Ateş barınaklarının girişinde, elinde iki tavşan üç tane insan eli büyüklüğünde ölü  kertenkele ile dikiliyordu. Üçü de şaşkın bir şekilde ona baktılar.

“Gece nöbetine beni uyandırmayınca gittiğini sandım.”

Elfida biraz önce düşündükleri için mahcup olmuştu. Ateş onları bırakıp gitmemiş, tüm gece uyumadığı halde bir de avlamaya gitmişti. Oldukça da zinde gözüküyordu.

Ne bu? Bir robot mu? Tüm günün ardından gece de uyumadı ve üstüne üstlük bir de avlamaya çıkmış. Gözlerinde ufacık bir kızarıklık bile yok.

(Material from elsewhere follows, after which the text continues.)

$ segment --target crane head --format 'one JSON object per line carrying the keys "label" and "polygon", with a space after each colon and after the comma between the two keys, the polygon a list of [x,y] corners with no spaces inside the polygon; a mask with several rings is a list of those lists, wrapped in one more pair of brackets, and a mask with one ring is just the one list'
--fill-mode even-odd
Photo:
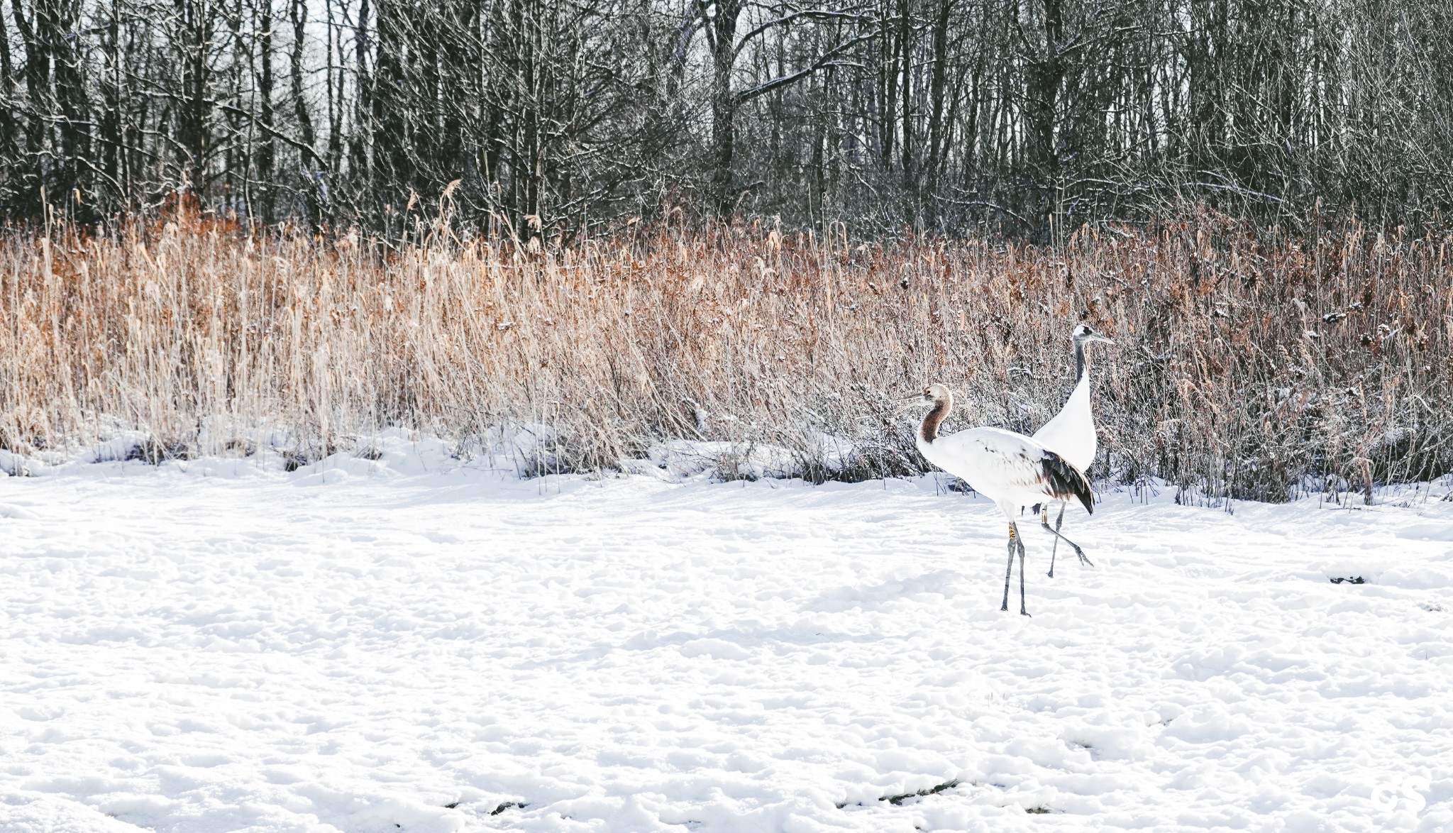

Hayal gözlerini Ateş’in elindeki kertenkelelerden alamıyordu. Biraz tiksinerek “Yakışıklı, hadi tavşanları anladım da o kertenkeleleri niye yakaladın?” diye sordu?

“Dört kişiyiz ve iyi beslenmeliyiz. Bir daha ne zaman yemek yiyeceğimiz belli değil. O yüzden bunları da fazladan yakaladım. Tatlarının tavuğa benzediğini söylüyorlar. Hem sen senin okulunda size fare falan yedirmediler mi?”

“Ben açlıktan ölsem de yemedim.”

Elfida hayranlığını ve mahcubiyetini gizlemeye çalışarak dışarı ateş yakmaya çıkarken Hayal’e bakıp “Fare de olabilirdi. Kertenkeleye şükret. Ben ateş yakayım. Siz de bir zahmet temizleyin.”  Dedi.

Et yemeklerini çok seven Sena daha önce bu tarz bir şey yemediği için biraz midesi bulanmaya başlamıştı.

Ateş, elindekileri yere bırakıp “Siz yemeği hazırlayana kadar ben biraz gözlerimi dinlendireceğim.” Dedikten sonra ağaca sırtını yaslayıp ellerini göğsünde birleştirerek gözlerini yumdu. Hayal, Sena kertenkeleden korktuğu için tavşanları alıp “Sen de diğerlerini al. Dışarıda temizleyecek bir yer bulalım.” Diyerek Elfida’nın yanına gittiler.